When Joan Rivington’s only son Liam Corrigan was about 12 years old, she signed them both up for a learn-to-row program in Old Lyme, Connecticut, which has a strong rowing club. Joan, an oncology pharmacist and avid fitness fan, thought it would be fun for them to try a new sport together.
“Introducing a middle school boy to rowing in a class with his mother may not have been the best idea,” Joan says. “Liam didn’t like it and immediately declared ‘rowing is out.’”
Today, Liam, a 19-year-old in his second year studying physics, rows with the Harvard Heavyweights, and, in 2016, represented them on the Henley. And after years of watching Liam from the sidelines, Joan finally competed herself in the Head of Charles in the Master Women’s 50-60 in an 8.
Shortly after Liam’s declaration, his basketball coach—who also happened to be the rowing coach—convinced him that rowing would be a good way to stay fit in the off-season. Liam grew to love the sport and Joan and husband Brian Corrigan spent the next four years helping the club out with logistical and tent support. She was inspired watching the kids working together on the boats, and once Liam left for college, Joan joined the Old Lyme Rowing Association Blood Street Sculls and focused on learning to row.
For her Mother’s Day present last year, Joan asked Liam to take her out for a row in a double, so he could watch her stroke and instruct from the bow. “It is a strange feeling to be mismatched in a boat with a rower who has so much power. He was a very patient instructor.”
Liam says “I like spending time with my mom in the boat and seeing her improve her skills and enjoy the sport I love.”
Joan says “We have travelled with Liam to Hamburg, Rio, Tokyo and many other places. I feel very privileged to be a part of the rowing community and have come to love it. With Rowing the World in Belize, Brian and I were excited to be among the first rowers in Belize, and had a wonderful time with yet more new rowers in this truly global community.”
Sharon Wienbar is another 50-plus mother who took a learn-to-row class with her daughter Cleo Wienbar in 2010, then 13. In the Wienbar’s case, Cleo moved on to pursue other school activities while Mom Sharon, a tech venture capital investor and entrepreneur, kept rowing at Bair Island Aquatic Centre, Redwood City, California, rows on the competitive team and sculls on her own.
Five years later, Cleo, now at Georgetown University (GU), decided to try to walk on to the rowing team there and was successful in her try-out.
“I love that her coach tells her to ‘just keep chipping away at it,’ which is the same thing my coach says to me,” says Sharon.
Cleo, now a 19-year-old in her second year of studies and on the lightweight crew at GU, practices with her mom’s team or sculls with her mom when she’s at home.

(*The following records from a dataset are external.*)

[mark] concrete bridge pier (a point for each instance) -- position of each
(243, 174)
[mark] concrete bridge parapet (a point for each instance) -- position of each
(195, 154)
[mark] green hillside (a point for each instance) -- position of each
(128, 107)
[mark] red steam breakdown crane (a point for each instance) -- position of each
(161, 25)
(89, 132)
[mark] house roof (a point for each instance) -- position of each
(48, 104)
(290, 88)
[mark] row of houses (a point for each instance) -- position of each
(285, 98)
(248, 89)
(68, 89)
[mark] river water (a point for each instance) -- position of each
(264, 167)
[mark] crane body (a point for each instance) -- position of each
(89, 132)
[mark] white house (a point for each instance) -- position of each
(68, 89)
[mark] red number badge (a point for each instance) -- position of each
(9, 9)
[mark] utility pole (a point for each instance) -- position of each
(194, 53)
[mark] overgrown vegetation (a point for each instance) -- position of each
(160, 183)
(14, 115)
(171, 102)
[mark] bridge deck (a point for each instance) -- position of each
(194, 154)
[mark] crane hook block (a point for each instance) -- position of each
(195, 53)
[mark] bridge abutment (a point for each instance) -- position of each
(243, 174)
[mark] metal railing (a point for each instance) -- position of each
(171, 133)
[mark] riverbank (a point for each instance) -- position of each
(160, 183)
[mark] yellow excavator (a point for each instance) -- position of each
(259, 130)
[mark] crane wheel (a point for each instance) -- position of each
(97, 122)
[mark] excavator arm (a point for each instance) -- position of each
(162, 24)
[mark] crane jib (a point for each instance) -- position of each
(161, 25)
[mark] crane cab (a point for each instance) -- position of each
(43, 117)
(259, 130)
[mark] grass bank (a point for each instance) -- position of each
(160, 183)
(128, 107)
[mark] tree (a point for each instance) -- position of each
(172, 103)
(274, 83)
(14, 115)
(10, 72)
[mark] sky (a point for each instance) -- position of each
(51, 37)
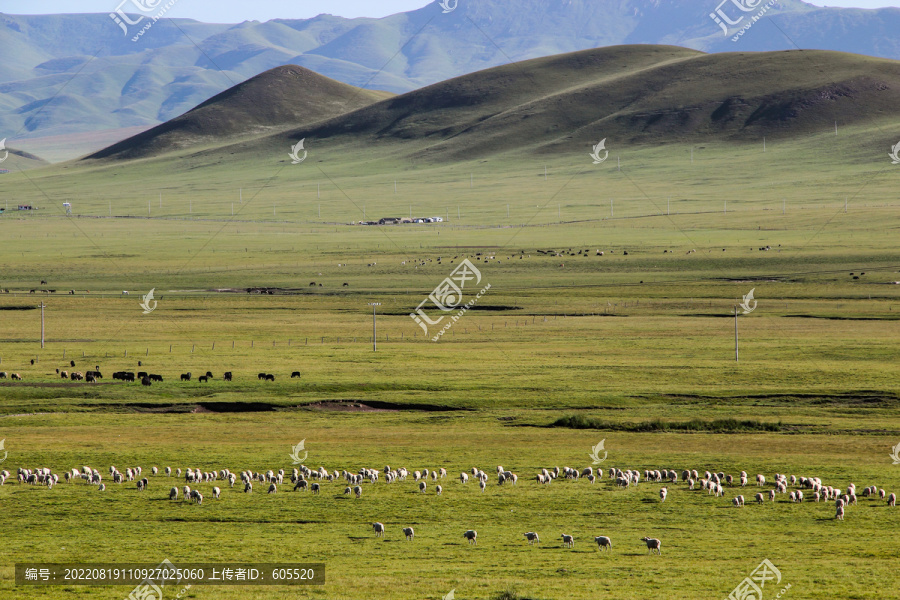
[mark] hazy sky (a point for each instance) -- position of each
(235, 11)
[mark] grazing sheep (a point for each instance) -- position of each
(653, 544)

Cleo says “Coming from a fairly competitive and high intensity collegiate team, rowing with my mom is such an enjoyable experience. While we still push each other, we also take breaks to enjoy the view or look at the seals resting in the sun. We have a very comfortable dynamic.“
“Rowing together takes trust and relaxation, “ says Sharon, “and we support each other through the highs and lows of training and competing. “
They’ve also done some interesting things together. The morning following the presidential inauguration this year, a number of rowers had a “Women’s ROW on DC,” hosted by Potomac. Though the youngest of the group, Cleo knew the local waters, and coxed one of the scratch eights of protesting ladies with grace.
Both Cleo and Sharon like to complete the Concept2 Holiday Erg Challenge, so you can find them pulling 4×20 sessions together many days before Christmas. This coming August they will travel together to row on the St. Petersburg, Russia trip – the first ever mother-daughter combo on a Rowing The World trip.
“We also both love to bake,” says Sharon “so doing 100K or 200K on the erg helps ameliorate our elevated butter intake.”